I LOVE The Hobbit trilogy. I know a lot of people don’t, usually because they’ve been familiar with the relatively short book for years (or decades) and it would be understandably jarring to see it in the form of a trilogy of three long films.
But, I hadn’t read the book yet myself at the time, nor did I really know much about the story outside of the few details The Lord of the Rings movies referenced. So as the movies came out, I just soaked up every minute of them. They definitely aren’t as great as TLotR trilogy, but it didn’t have to be. I think they’re wonderfully fun and an absolute delight. I look forward to upgrading to the 4K discs.

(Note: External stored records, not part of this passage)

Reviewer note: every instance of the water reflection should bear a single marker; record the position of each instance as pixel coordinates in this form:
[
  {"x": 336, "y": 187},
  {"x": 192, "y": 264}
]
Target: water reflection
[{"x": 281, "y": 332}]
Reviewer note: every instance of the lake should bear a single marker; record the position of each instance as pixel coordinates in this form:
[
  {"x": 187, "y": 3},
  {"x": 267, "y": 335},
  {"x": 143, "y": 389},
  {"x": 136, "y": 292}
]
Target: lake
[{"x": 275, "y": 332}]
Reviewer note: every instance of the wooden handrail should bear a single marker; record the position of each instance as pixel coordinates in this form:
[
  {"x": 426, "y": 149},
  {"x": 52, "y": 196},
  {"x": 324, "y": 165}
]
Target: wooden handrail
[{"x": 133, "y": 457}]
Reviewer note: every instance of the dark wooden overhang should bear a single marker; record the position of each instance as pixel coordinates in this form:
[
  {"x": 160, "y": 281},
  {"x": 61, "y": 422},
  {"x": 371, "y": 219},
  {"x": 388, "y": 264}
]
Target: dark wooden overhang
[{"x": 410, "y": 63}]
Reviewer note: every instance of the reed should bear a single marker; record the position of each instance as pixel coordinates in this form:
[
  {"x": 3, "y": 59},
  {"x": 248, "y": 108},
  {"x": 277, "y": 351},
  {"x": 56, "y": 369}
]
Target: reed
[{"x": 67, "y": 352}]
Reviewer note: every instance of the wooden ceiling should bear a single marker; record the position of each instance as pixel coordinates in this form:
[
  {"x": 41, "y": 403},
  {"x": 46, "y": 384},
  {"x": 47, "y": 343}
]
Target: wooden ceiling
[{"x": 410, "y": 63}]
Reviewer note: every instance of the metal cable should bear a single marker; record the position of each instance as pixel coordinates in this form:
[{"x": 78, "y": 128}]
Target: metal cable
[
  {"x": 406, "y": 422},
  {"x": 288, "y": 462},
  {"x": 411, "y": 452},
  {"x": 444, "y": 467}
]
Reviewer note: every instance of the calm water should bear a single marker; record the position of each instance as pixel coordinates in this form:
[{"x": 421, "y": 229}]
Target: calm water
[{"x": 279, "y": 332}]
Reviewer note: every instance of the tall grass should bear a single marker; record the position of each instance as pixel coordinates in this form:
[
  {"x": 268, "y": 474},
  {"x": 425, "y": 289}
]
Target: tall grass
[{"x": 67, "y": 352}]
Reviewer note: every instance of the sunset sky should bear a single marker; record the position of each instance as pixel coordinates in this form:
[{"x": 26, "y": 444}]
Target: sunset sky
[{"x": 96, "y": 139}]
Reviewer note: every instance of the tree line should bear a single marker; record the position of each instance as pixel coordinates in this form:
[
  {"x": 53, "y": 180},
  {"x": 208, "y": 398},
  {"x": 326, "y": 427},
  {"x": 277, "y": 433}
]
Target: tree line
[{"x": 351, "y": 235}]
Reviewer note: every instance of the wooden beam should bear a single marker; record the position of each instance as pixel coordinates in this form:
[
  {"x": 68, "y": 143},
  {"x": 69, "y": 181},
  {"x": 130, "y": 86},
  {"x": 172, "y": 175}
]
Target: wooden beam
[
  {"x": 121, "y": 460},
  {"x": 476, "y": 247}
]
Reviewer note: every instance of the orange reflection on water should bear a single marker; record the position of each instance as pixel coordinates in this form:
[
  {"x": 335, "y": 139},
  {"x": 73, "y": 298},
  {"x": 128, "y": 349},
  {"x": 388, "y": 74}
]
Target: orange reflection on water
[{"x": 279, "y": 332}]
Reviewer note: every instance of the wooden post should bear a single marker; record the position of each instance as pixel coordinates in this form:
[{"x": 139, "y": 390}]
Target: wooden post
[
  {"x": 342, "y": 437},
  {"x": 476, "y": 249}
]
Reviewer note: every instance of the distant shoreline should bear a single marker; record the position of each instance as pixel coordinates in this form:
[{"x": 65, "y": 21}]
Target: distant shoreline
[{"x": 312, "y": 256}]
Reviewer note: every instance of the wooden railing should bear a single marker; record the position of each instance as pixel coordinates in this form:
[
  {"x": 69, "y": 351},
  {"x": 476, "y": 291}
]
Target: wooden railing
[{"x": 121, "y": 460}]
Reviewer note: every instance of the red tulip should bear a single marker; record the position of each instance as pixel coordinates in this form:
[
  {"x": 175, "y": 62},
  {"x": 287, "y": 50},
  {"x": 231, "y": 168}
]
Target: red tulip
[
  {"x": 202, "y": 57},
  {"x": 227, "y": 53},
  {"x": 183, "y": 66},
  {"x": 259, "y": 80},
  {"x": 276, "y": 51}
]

The Hobbit is a weird style movie. Whereas the book was written as a light Childrens story (for the time, not for now), but so much of it was introduction to Middle Earth -- what's a hobbit, what's a troll, wizards, multiple variety of elves, dwarves, intelligent noble animals, dangerous corners, types of magic, and a Dragon most all which have to be explained sometimes with humorous vignettes.
With LOTR already in existence as the Known World it wasn't needed to be as an Introductory movie and without that, there's mostly 45 minutes of story left (The Rankin Bass animation) and they'd have to dumb down (or maybe Innocence-tize would be better) the world that we already know is deadly serious. If the Hobbit had been made as a movie 1st they likely could have kept it more innocent/simple/charming and let LOTR become the dangerous world -- like the books did and the Harry Potter series did. Going backward might work, but I suspect there would have been a backlash of "that's stupid, why'd he do that" since the what comes next is already known.
Melding Hobbit basics with Silmarillion stories (or some made up stuff) I guess they felt would keep the tone of the films much more in line with the world the movie fans (not the book fans) already knew.